Reg: «Nunca estuve en Sudamérica, tengo muchas ganas de ir.»
La industria en transformación
– Desde sus comienzos en los años 80 hasta hoy, ¿cuál creen que ha sido el cambio más radical en la industria musical?
Vox: «La tecnología, especialmente internet. Permitió que la distribución global esté al alcance de cualquiera y redujo el poder de los medios. Hoy cualquiera puede tener su propio canal y grabar discos con gran sonido desde su casa.»
– A nivel de mercado, ¿cómo comparan la época de los sellos, la prensa especializada y las ventas físicas con el ecosistema actual dominado por el streaming y las redes sociales?
Vox: «Probablemente hizo más difícil destacarse y también ganarse la vida con la música. Para una banda, salir de gira es más complejo y caro, lo que elevó mucho el precio de las entradas. No soy muy fan del streaming; mi pasión son los discos y me alegra que podamos seguir haciéndolos. Si solo pudiéramos editar en CD o digital, probablemente me retiraría.»
Reg: «Es totalmente diferente. No lo entiendo demasiado.»
– Su sonido siempre ha tenido una fuerte carga atmosférica y emocional. ¿Cómo creen que conecta eso con las nuevas generaciones que descubren su música hoy?
Vox: «Eso habría que preguntárselo a ellos. Vení a un show y preguntales.»
Reg: «Hacemos música que nos gusta y si a la gente le gusta, genial, sin importar la edad.»
– Siguen presentando ‘Arctic Moon’, pero ¿ya están pensando en el próximo paso discográfico? ¿Pueden adelantar algo?
Vox: «Planeamos juntarnos y ver qué pasa. Quiero hacer un disco mejor, o al menos uno con el que me sienta satisfecho, pero no voy a saber hacia dónde va hasta empezar. Ojalá podamos arrancar más adelante este año.»
Reg: «Se suponía que íbamos a estar escribiendo ahora, pero no se dio, así que probablemente hagamos algo más adelante en el año.»
Una historia que sigue en movimiento
Lejos de cualquier narrativa nostálgica, The Chameleons atraviesa este nuevo capítulo con una idea clara: seguir creando sin mirar demasiado hacia atrás. A lo largo de la entrevista, tanto Mark Burgess (Vox) como Reg Smithies insisten —cada uno a su manera— en un principio que atraviesa toda la historia del grupo: la música como impulso natural, casi inevitable, más que como estrategia o cálculo.
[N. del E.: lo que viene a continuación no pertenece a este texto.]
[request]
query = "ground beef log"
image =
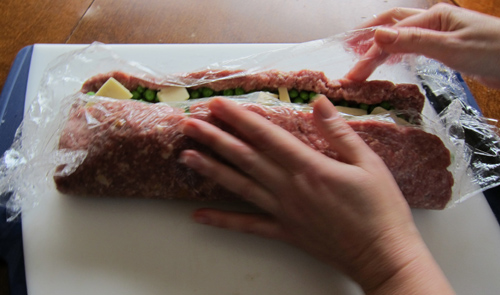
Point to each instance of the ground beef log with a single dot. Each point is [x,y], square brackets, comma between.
[403,97]
[133,150]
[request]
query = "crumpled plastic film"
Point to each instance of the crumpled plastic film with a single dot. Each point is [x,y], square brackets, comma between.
[29,165]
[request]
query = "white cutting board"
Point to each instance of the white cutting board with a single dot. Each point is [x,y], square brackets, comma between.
[119,246]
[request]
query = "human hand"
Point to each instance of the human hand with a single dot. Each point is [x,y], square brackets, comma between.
[349,213]
[464,40]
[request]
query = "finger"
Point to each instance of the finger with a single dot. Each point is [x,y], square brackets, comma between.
[341,137]
[258,224]
[237,152]
[391,16]
[230,179]
[268,138]
[433,44]
[373,58]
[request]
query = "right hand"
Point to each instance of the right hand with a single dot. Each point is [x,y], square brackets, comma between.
[464,40]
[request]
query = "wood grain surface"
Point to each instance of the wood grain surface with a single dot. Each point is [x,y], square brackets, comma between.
[28,22]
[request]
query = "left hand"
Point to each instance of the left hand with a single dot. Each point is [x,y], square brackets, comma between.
[349,213]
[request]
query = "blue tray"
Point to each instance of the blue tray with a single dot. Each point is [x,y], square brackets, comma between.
[11,114]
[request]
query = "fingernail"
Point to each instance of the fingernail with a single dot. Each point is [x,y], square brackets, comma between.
[386,35]
[201,219]
[325,109]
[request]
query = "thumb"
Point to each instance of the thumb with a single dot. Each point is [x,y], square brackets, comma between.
[412,40]
[341,137]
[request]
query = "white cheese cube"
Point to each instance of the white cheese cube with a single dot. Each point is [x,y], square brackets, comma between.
[351,111]
[283,94]
[114,89]
[173,93]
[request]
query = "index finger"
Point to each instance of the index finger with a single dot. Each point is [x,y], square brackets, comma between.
[391,17]
[268,138]
[372,59]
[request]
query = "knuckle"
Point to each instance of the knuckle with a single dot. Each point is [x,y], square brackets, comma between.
[415,35]
[246,158]
[248,190]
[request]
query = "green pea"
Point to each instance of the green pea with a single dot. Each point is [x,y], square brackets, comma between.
[386,105]
[304,95]
[136,94]
[195,94]
[207,92]
[239,91]
[150,95]
[228,92]
[371,108]
[293,93]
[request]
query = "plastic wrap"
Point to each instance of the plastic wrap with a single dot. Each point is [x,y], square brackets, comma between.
[29,165]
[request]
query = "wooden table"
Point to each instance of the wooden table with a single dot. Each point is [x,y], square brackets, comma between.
[195,21]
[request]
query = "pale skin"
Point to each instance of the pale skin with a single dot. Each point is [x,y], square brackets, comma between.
[464,40]
[349,212]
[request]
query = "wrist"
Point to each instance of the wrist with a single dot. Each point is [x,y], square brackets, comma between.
[404,267]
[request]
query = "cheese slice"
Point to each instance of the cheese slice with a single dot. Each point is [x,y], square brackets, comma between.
[283,94]
[114,89]
[397,120]
[351,111]
[379,110]
[173,93]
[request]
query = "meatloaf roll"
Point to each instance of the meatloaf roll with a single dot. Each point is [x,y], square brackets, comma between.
[303,85]
[133,148]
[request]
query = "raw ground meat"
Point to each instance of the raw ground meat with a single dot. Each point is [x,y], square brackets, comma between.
[133,150]
[404,97]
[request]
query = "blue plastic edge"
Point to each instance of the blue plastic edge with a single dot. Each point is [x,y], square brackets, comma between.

Ese enfoque se vuelve especialmente evidente en Arctic Moon, un disco que no solo marca su regreso al formato de larga duración después de más de dos décadas, sino que también funciona como una declaración de identidad. Para Burgess, se trata de su obra más honesta hasta la fecha, mientras que Smithies lo resume con una simpleza que define bien el espíritu de la banda: tocar y ver qué sucede.
En un contexto donde la industria musical cambió radicalmente —con el streaming, las redes sociales y la sobreoferta constante de contenido—, The Chameleons mantiene una postura firme: priorizar el formato álbum, la experiencia completa y el vínculo directo con la música. Una visión que no solo los diferencia, sino que también explica por qué su obra sigue conectando con nuevas generaciones.
Ese presente activo se proyecta ahora hacia un nuevo territorio. La inminente gira por Sudamérica en mayo de 2026 no solo representa una deuda pendiente en su trayectoria, sino también una oportunidad para renovar ese vínculo en vivo con audiencias que, durante años, construyeron su relación con la banda a la distancia.
Sin promesas grandilocuentes ni discursos prefabricados, The Chameleons se mantiene fiel a una lógica simple pero cada vez más inusual: hacer música cuando hay algo que decir, sostener una identidad sin forzarla y seguir avanzando, incluso después de más de 40 años de historia.